The study, funded by a $600,000 grant from the National Association of Chain Drug Stores (NACDS) Foundation, is a partnership among Cincinnati's Health Collaborative, the Kroger Co. and the college. It is based on a 2013 pilot study conducted by assistant professor Heidi Luder, PharmD.

Luder and Heaton are co-investigators on the larger, NACDS-sponsored study.

In the pilot, Luder says, patients who saw the pharmacist were less likely to be readmitted than patients who did not participate.

This study, she says, "is a huge opportunity to expand the successful pilot program to several different hospitals and several different pharmacies across the Cincinnati area. We hope that this larger study will be able to impact more patients on a larger scale and improve the quality of healthcare in Cincinnati."

The Health Collaborative will involve the health care technology partner HealthBridge to build and implement the technology necessary to allow the hospitals to communicate patient information to the pharmacists.

The study will focus on patients with complex disease states-heart failure, COPD, pneumonia, myocardial infarction (heart attack) or diabetes-when discharged from select hospitals in the UC Health and Mercy Health Partners systems. Patients who volunteer to be in the study will then be contacted by a Kroger pharmacist and seen at one of 45 Kroger pharmacies in the Cincinnati-Dayton market.

The role of the college will be to train the pharmacists on the counseling protocol and to analyze the outcomes, says Heaton, adding: "Historically, hospitals and pharmacies haven't had an efficient, accurate way to communicate after the patient is discharged, and it's during this transition when a lot of miscommunication happens.
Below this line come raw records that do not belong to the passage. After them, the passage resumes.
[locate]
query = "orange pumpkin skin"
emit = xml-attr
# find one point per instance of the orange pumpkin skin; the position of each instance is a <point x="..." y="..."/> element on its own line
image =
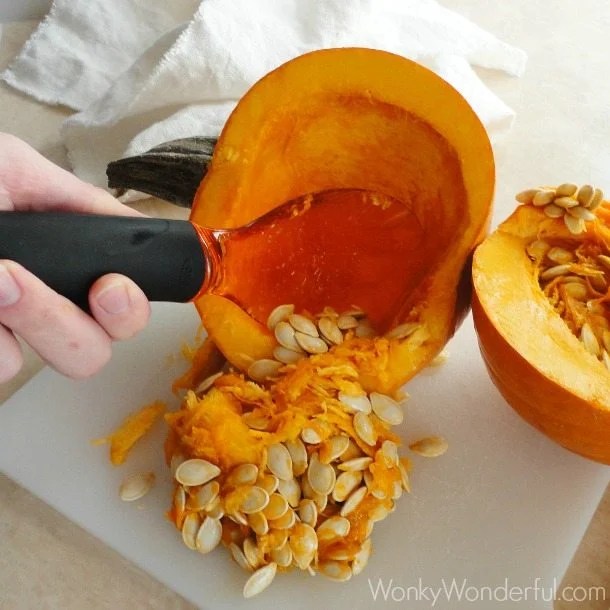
<point x="538" y="365"/>
<point x="361" y="118"/>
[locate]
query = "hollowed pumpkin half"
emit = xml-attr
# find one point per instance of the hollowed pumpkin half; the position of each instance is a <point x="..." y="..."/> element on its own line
<point x="361" y="118"/>
<point x="539" y="365"/>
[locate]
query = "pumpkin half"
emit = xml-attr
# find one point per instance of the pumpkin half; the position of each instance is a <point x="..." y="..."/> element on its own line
<point x="366" y="119"/>
<point x="541" y="313"/>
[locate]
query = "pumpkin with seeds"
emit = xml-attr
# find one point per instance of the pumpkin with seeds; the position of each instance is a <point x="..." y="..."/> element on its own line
<point x="296" y="429"/>
<point x="288" y="136"/>
<point x="542" y="313"/>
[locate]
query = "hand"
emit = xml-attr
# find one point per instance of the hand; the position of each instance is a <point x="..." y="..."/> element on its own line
<point x="74" y="343"/>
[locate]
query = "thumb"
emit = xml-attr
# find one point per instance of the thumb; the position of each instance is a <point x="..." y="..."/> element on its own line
<point x="28" y="181"/>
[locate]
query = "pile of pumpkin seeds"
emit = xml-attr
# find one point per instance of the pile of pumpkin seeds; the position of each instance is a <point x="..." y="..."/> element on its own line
<point x="293" y="510"/>
<point x="575" y="205"/>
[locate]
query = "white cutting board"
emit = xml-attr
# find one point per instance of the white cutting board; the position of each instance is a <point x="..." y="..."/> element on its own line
<point x="503" y="503"/>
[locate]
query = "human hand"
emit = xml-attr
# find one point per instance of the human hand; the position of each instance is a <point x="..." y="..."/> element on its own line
<point x="74" y="343"/>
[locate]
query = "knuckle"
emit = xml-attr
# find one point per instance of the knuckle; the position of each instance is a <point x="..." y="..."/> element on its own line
<point x="10" y="366"/>
<point x="86" y="361"/>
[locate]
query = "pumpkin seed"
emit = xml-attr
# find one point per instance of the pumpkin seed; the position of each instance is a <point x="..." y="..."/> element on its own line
<point x="287" y="356"/>
<point x="587" y="336"/>
<point x="260" y="580"/>
<point x="196" y="472"/>
<point x="576" y="291"/>
<point x="264" y="369"/>
<point x="282" y="556"/>
<point x="312" y="345"/>
<point x="136" y="486"/>
<point x="298" y="454"/>
<point x="566" y="190"/>
<point x="333" y="448"/>
<point x="333" y="527"/>
<point x="353" y="500"/>
<point x="207" y="383"/>
<point x="404" y="476"/>
<point x="209" y="535"/>
<point x="543" y="196"/>
<point x="239" y="557"/>
<point x="321" y="477"/>
<point x="575" y="225"/>
<point x="329" y="330"/>
<point x="596" y="200"/>
<point x="585" y="195"/>
<point x="268" y="482"/>
<point x="431" y="446"/>
<point x="345" y="484"/>
<point x="279" y="314"/>
<point x="354" y="404"/>
<point x="555" y="271"/>
<point x="389" y="450"/>
<point x="279" y="461"/>
<point x="308" y="512"/>
<point x="565" y="202"/>
<point x="243" y="474"/>
<point x="254" y="501"/>
<point x="238" y="518"/>
<point x="386" y="409"/>
<point x="302" y="324"/>
<point x="362" y="557"/>
<point x="285" y="522"/>
<point x="378" y="513"/>
<point x="364" y="428"/>
<point x="190" y="528"/>
<point x="308" y="492"/>
<point x="526" y="196"/>
<point x="560" y="255"/>
<point x="553" y="211"/>
<point x="205" y="496"/>
<point x="276" y="508"/>
<point x="285" y="335"/>
<point x="304" y="543"/>
<point x="352" y="451"/>
<point x="215" y="509"/>
<point x="402" y="331"/>
<point x="179" y="500"/>
<point x="582" y="213"/>
<point x="252" y="553"/>
<point x="258" y="523"/>
<point x="291" y="490"/>
<point x="365" y="331"/>
<point x="359" y="463"/>
<point x="335" y="570"/>
<point x="310" y="436"/>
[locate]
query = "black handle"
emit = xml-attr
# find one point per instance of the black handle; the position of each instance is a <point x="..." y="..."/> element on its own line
<point x="70" y="251"/>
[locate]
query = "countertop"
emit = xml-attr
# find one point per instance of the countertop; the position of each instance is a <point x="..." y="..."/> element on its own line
<point x="562" y="133"/>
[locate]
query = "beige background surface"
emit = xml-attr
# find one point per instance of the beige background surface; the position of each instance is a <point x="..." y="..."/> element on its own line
<point x="562" y="133"/>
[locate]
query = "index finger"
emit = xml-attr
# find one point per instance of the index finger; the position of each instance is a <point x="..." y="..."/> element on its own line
<point x="29" y="182"/>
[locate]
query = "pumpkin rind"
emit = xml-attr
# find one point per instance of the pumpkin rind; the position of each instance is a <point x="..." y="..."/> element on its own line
<point x="361" y="118"/>
<point x="537" y="363"/>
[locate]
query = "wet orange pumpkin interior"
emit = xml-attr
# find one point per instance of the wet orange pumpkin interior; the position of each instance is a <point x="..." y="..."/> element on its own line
<point x="365" y="119"/>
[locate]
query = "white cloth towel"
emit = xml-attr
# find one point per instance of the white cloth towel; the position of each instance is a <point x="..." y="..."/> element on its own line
<point x="141" y="72"/>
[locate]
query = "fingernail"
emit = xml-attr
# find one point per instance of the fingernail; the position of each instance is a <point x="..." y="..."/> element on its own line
<point x="10" y="292"/>
<point x="114" y="299"/>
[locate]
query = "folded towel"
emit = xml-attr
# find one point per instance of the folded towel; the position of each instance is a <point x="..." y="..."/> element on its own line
<point x="141" y="72"/>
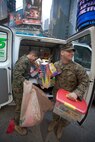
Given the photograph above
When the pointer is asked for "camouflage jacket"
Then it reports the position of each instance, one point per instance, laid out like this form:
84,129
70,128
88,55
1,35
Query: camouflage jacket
21,72
72,78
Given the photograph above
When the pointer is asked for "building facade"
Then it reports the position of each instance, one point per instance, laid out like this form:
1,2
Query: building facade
63,18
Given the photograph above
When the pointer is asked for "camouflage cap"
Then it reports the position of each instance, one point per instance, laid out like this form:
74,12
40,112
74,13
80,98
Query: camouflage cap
67,47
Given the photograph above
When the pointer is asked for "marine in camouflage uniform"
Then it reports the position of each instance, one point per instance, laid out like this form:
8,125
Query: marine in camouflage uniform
20,73
72,78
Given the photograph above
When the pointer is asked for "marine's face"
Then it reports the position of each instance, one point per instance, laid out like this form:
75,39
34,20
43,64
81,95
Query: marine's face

We want to be there - we want to show that with these complex cases the community pharmacist can help lower readmissions."

The pharmacist will do a variety of things to improve care such as reviewing medications for contraindications, drug interactions, side effects, non-adherence, duplications, and a variety of other common problems, says Luder, whose faculty position is co-funded by the college and the Kroger Co.

Luder, who is also a community pharmacist, says that she sees first-hand how overwhelmed patients are following discharge from the hospital: "Often medications are discontinued, added or changed during their hospital stay and patients don't fully understand the directions they receive upon discharge. It's very helpful to review discharge instructions with patients a few days after discharge at the community pharmacy to help them understand all the changes that were made."